Today is Global Wind Day (June 15) and thousands of people will be participating in more than 200 events in at least 40 countries. With the focus on wind at a peak, many are using the events to put pressure on world leaders who will gather next week for RIO +20 Summit. It is anticipated that leaders will commit to doubling the amount of renewable energy generated by 2030.

Wind power has been gaining favor and today at least 75 countries use more than 1000 MW of wind power as part of their energy mix. This is more than 30 times the amount of capacity since 1997 when the Kyoto protocol was signed. Projections continue to predict growth over the next 20 years with the doubling of capacity by 2015 and again by the end of this decade. If this is achieved, between 9-12 percent of the world’s power would be generated by wind power.

UN Secretary General Ban Ki-moon’s will be speaking in Rio about his Sustainable Energy for All initiative that calls for universal energy access with a doubling of renewable energy by 2030. More wind power would reduce the use and spending on fossil fuels, create millions of jobs, clean the air, and address issues related to global climate change.

“We need to double the share of renewable energy in the global energy mix by 2030,” said Kandeh K. Yumkella, the Director-General of the United Nations Industrial Development Organization (UNIDO), and the leader of the Secretary General’s initiative. “This can be achieved with significant contribution from wind energy, both grid connected and for small-scale decentralised systems.”

“The ‘Global Wind Day‘ on 15 June, does play a central role in contributing to the UNSG’s Sustainable Energy For All initiative through galvanising the much needed support for the wind energy industry from political leaders around the globe,” added Yumkella. This is the 4th Anniversary of the world wide event.

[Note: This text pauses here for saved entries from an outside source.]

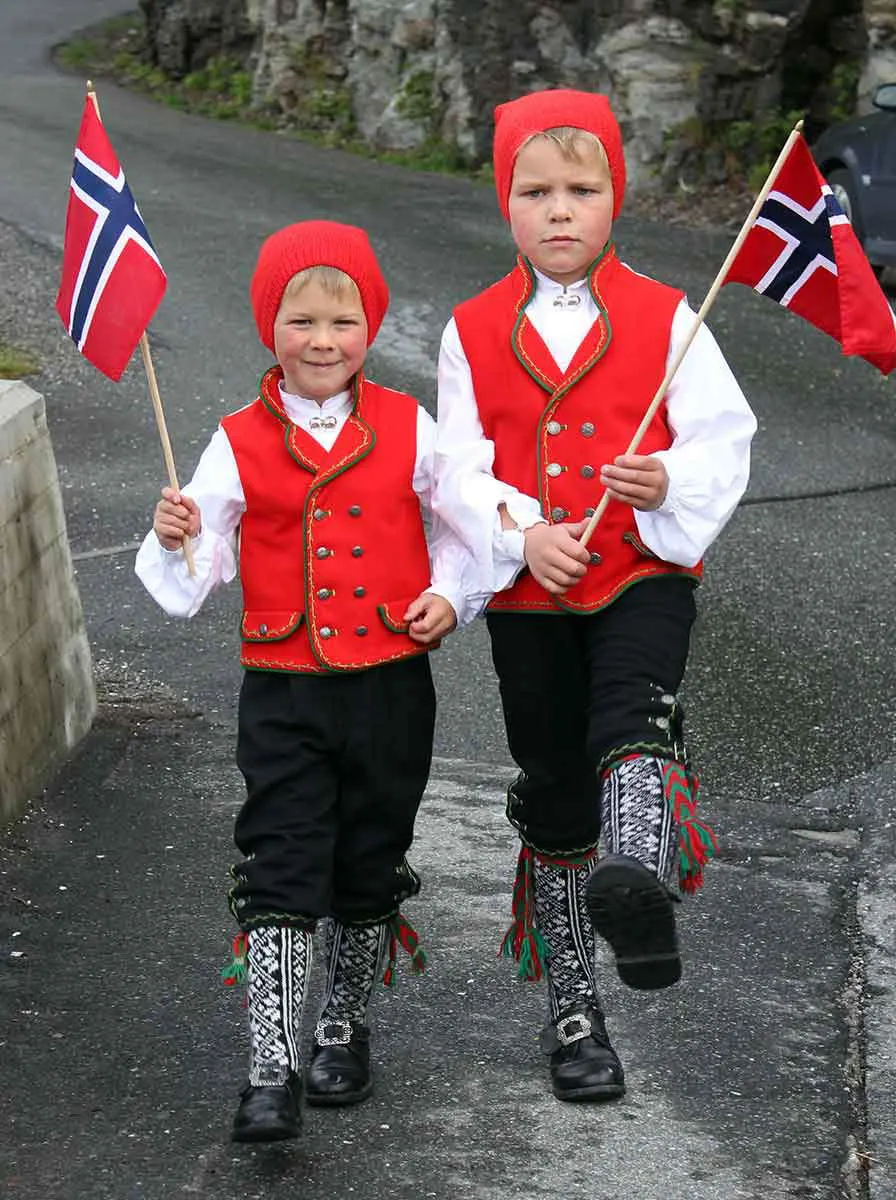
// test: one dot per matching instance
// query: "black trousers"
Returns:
(578, 691)
(335, 769)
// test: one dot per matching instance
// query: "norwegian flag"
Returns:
(801, 252)
(112, 279)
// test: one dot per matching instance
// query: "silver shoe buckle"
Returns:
(578, 1027)
(324, 1037)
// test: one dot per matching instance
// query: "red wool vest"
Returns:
(331, 543)
(553, 431)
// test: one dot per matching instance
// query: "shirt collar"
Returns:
(548, 285)
(300, 408)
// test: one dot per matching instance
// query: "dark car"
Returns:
(858, 159)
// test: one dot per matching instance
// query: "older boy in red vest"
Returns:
(323, 477)
(542, 381)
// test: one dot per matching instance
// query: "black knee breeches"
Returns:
(335, 769)
(581, 691)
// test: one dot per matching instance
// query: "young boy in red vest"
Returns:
(323, 478)
(543, 379)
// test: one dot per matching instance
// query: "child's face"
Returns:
(560, 209)
(320, 341)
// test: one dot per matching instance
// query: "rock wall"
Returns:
(410, 73)
(47, 699)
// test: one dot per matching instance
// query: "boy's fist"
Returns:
(554, 556)
(176, 517)
(430, 617)
(636, 479)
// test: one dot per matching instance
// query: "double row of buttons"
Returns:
(585, 429)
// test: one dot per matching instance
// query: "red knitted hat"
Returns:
(316, 244)
(540, 111)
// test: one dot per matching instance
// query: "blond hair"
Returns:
(334, 281)
(572, 143)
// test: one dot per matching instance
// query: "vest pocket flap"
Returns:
(633, 540)
(269, 625)
(391, 613)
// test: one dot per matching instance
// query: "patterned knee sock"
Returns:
(278, 965)
(566, 928)
(637, 819)
(353, 958)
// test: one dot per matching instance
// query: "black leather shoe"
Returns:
(583, 1063)
(268, 1114)
(636, 913)
(340, 1069)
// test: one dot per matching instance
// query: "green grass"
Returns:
(16, 363)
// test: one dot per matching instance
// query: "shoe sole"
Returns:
(337, 1099)
(582, 1095)
(276, 1134)
(632, 911)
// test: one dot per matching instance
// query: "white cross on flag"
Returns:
(112, 280)
(801, 252)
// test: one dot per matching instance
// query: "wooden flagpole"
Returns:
(167, 453)
(698, 321)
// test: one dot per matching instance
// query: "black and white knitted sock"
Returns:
(636, 816)
(353, 958)
(564, 923)
(278, 966)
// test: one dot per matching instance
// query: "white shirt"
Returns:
(217, 490)
(708, 462)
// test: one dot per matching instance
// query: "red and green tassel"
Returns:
(523, 941)
(697, 843)
(403, 934)
(238, 967)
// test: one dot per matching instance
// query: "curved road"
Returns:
(747, 1081)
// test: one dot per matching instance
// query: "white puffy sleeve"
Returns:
(708, 462)
(217, 490)
(467, 493)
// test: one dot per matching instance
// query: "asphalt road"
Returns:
(757, 1077)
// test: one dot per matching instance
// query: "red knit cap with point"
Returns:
(541, 111)
(316, 244)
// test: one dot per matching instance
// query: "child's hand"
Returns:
(636, 479)
(430, 618)
(176, 517)
(554, 556)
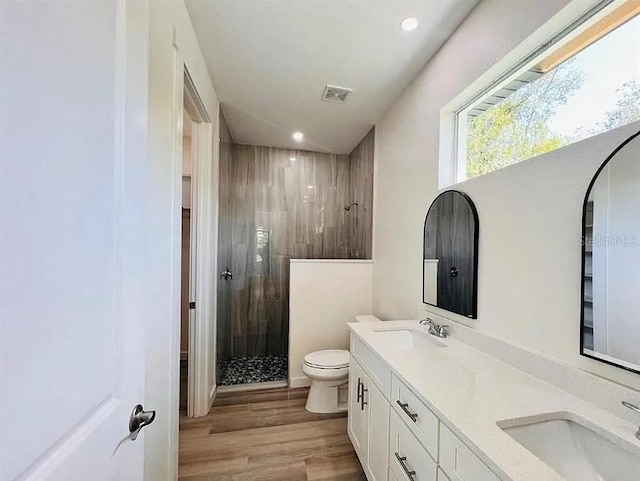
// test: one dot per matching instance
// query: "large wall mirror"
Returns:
(610, 321)
(450, 260)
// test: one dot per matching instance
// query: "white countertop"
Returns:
(471, 392)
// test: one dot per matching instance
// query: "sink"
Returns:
(576, 452)
(407, 339)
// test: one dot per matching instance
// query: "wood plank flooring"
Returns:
(266, 436)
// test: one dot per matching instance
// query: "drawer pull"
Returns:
(363, 403)
(401, 460)
(405, 408)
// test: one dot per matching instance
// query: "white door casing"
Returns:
(73, 133)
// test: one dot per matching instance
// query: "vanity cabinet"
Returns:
(368, 423)
(396, 436)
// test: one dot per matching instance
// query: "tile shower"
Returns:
(275, 205)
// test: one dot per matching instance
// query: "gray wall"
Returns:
(275, 209)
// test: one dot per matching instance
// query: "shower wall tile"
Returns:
(277, 209)
(225, 330)
(361, 191)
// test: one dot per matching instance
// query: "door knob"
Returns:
(139, 419)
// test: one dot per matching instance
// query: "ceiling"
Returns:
(270, 60)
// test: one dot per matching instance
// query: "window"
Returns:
(584, 82)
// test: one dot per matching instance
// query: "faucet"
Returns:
(435, 329)
(635, 408)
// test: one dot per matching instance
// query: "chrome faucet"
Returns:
(635, 408)
(435, 329)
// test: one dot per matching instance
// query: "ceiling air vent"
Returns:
(333, 93)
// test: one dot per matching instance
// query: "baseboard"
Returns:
(296, 382)
(212, 396)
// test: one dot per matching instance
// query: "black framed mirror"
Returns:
(450, 254)
(610, 312)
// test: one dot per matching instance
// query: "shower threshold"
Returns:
(252, 370)
(256, 386)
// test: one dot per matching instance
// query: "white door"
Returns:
(72, 169)
(377, 433)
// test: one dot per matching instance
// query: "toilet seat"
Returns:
(330, 359)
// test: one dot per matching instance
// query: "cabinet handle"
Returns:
(363, 403)
(401, 460)
(405, 408)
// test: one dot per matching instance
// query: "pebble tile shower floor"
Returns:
(253, 369)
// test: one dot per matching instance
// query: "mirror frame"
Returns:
(583, 253)
(476, 237)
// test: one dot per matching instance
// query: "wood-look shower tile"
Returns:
(268, 189)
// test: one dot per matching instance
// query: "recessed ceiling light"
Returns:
(409, 24)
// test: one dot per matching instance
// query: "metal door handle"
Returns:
(401, 460)
(139, 419)
(405, 408)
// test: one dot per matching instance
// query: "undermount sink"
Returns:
(407, 339)
(576, 452)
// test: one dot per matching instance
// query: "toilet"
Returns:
(329, 374)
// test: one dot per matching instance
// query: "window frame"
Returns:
(561, 29)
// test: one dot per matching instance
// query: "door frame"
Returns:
(201, 245)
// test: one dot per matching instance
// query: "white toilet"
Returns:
(329, 374)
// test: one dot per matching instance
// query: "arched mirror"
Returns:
(450, 260)
(610, 320)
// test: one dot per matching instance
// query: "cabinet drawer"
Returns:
(421, 421)
(378, 371)
(458, 462)
(408, 460)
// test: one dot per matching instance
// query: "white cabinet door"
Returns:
(378, 433)
(72, 197)
(357, 422)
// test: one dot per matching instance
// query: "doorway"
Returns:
(186, 304)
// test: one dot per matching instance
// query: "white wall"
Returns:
(324, 296)
(172, 41)
(530, 213)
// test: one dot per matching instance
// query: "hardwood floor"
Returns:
(266, 436)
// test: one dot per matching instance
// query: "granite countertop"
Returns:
(471, 392)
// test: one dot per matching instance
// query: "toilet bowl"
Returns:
(329, 374)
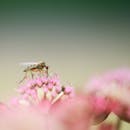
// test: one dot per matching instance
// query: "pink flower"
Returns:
(74, 114)
(114, 88)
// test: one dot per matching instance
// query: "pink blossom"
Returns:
(114, 88)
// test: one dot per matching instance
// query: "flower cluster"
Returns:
(44, 103)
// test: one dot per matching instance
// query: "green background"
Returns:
(78, 39)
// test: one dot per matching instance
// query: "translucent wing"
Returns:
(28, 63)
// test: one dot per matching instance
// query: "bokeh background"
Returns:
(76, 38)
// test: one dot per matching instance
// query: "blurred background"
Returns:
(76, 38)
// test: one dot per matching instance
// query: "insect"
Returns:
(33, 67)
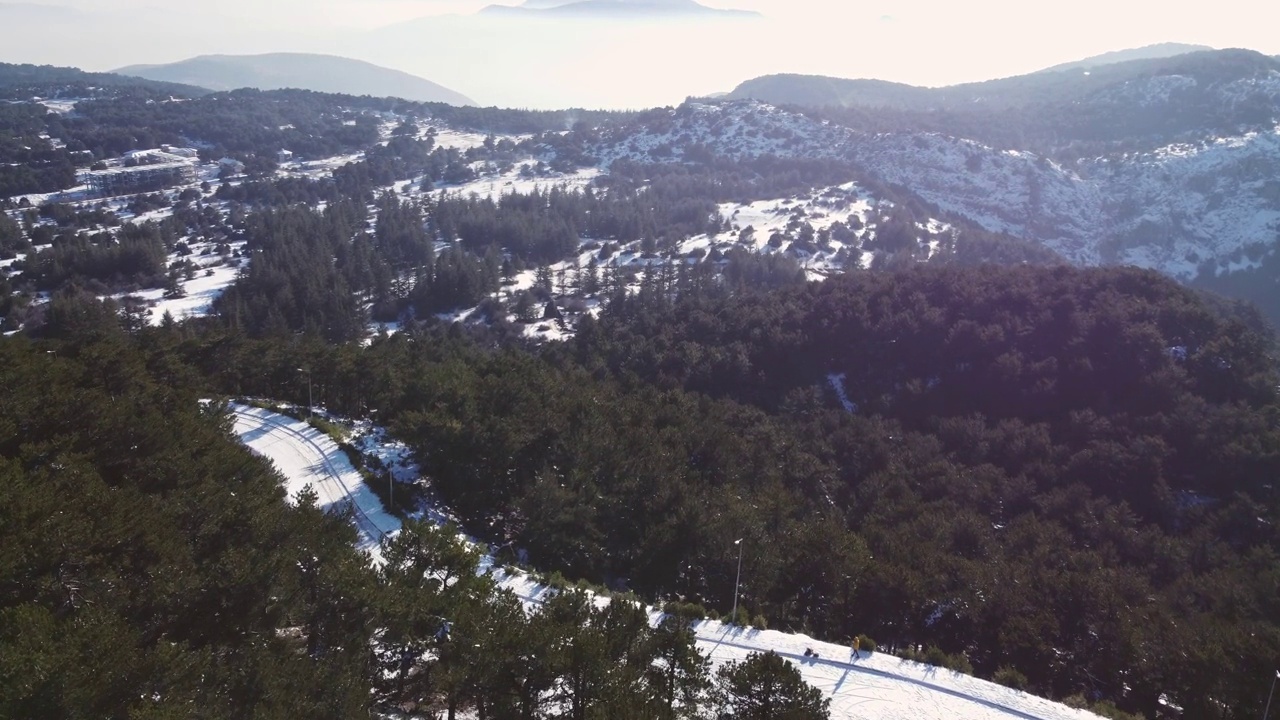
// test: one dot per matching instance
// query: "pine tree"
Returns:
(767, 687)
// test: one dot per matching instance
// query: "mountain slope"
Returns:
(1147, 53)
(1042, 89)
(21, 82)
(1183, 208)
(321, 73)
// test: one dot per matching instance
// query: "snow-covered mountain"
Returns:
(323, 73)
(1208, 201)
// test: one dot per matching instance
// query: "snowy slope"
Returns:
(871, 686)
(1171, 209)
(307, 458)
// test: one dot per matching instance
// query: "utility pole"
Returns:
(310, 404)
(739, 580)
(1266, 714)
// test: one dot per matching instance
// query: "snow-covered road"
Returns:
(872, 687)
(309, 458)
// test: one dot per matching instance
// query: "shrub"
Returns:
(1105, 707)
(333, 429)
(937, 657)
(686, 610)
(1010, 678)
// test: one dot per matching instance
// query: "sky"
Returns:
(624, 64)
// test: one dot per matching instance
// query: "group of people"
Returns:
(854, 646)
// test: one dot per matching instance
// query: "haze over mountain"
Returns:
(535, 58)
(323, 73)
(1148, 53)
(1040, 87)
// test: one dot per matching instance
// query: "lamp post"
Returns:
(1266, 714)
(737, 582)
(310, 404)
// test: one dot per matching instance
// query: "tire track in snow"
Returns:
(300, 442)
(365, 524)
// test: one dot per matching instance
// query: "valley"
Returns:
(625, 413)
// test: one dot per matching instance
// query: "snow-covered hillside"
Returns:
(1174, 209)
(871, 686)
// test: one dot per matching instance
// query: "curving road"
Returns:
(871, 687)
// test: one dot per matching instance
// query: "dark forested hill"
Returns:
(321, 73)
(22, 82)
(1064, 472)
(149, 564)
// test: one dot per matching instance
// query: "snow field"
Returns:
(868, 687)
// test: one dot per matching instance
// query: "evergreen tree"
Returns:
(767, 687)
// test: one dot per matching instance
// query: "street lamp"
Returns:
(734, 615)
(310, 404)
(1267, 712)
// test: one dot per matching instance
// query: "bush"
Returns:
(1105, 707)
(333, 429)
(935, 656)
(686, 610)
(1010, 678)
(865, 645)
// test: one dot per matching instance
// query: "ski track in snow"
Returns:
(872, 686)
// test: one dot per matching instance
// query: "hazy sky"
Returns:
(620, 64)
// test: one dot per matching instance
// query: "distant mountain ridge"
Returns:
(321, 73)
(1146, 53)
(26, 81)
(1169, 164)
(1036, 89)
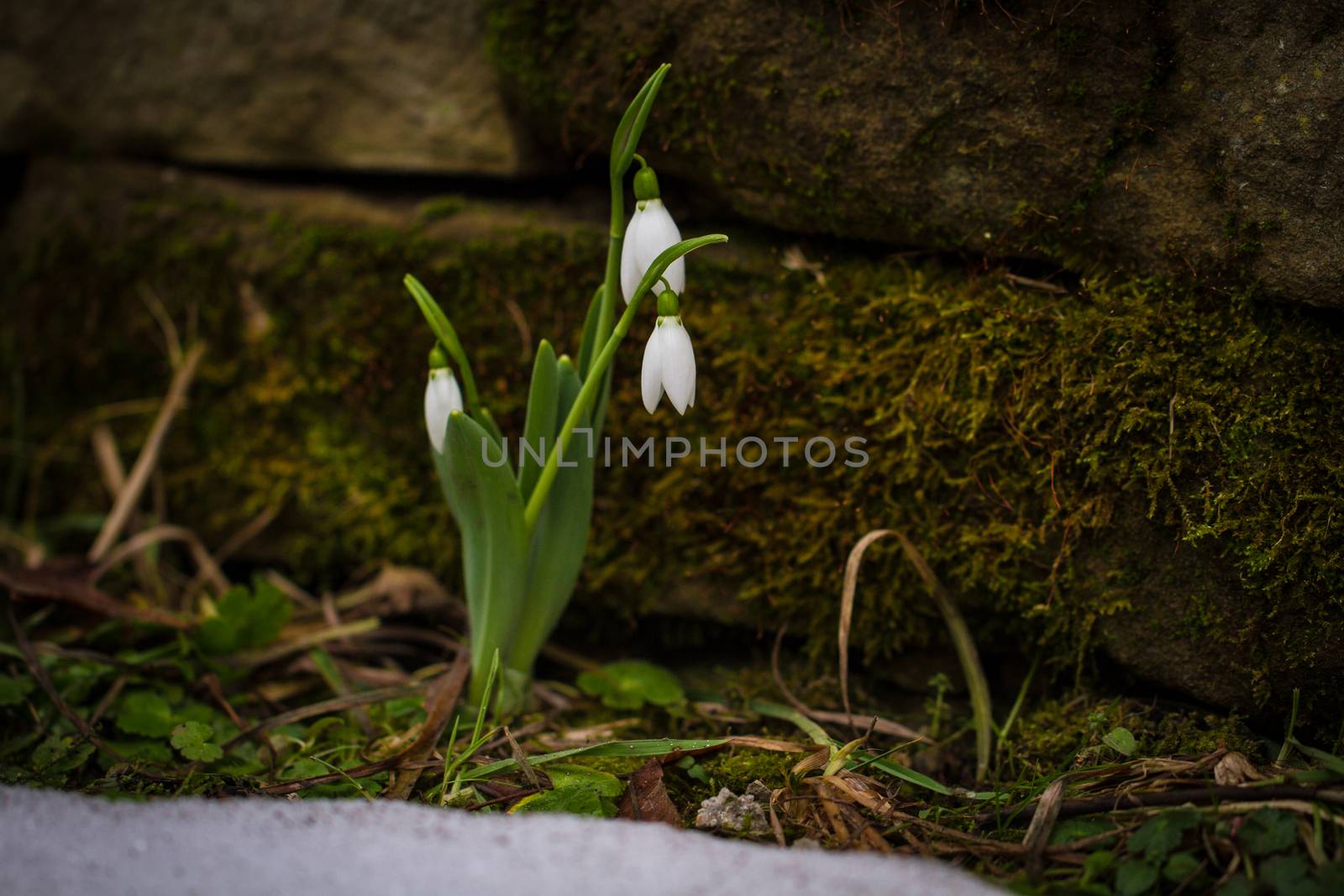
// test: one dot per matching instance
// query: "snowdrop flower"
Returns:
(651, 231)
(443, 396)
(669, 360)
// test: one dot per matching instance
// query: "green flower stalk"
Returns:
(524, 531)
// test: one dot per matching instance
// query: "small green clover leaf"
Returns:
(1162, 835)
(192, 741)
(1121, 741)
(245, 620)
(1267, 832)
(145, 712)
(632, 683)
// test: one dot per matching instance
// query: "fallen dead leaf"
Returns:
(645, 797)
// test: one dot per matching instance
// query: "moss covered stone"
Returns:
(1178, 137)
(1132, 466)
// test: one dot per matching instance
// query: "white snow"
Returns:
(58, 842)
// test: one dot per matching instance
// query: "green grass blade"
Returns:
(790, 714)
(1328, 759)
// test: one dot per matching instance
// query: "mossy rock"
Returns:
(1135, 466)
(1189, 139)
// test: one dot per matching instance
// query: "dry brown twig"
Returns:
(148, 458)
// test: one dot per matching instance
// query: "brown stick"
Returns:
(338, 705)
(148, 458)
(45, 680)
(441, 700)
(1200, 797)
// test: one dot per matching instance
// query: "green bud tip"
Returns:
(645, 183)
(669, 304)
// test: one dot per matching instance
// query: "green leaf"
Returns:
(1121, 741)
(245, 620)
(1097, 864)
(60, 754)
(1289, 876)
(1180, 867)
(1327, 759)
(1074, 829)
(1236, 886)
(13, 689)
(144, 712)
(628, 134)
(559, 539)
(448, 336)
(577, 790)
(539, 429)
(138, 752)
(1162, 835)
(1135, 878)
(632, 683)
(488, 510)
(192, 741)
(571, 775)
(588, 340)
(1269, 831)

Steve Sawyer, Secretary General of the Global Wind Energy Council concluded, “Wind energy provides a solution to some of the most critical challenges we face today: climate change, and fresh water scarcity. The power sector is the single largest contributor to global greenhouse gas emissions, and is also one of the largest consumers of fresh water. Wind energy produces no carbon dioxide, and consumes no water.”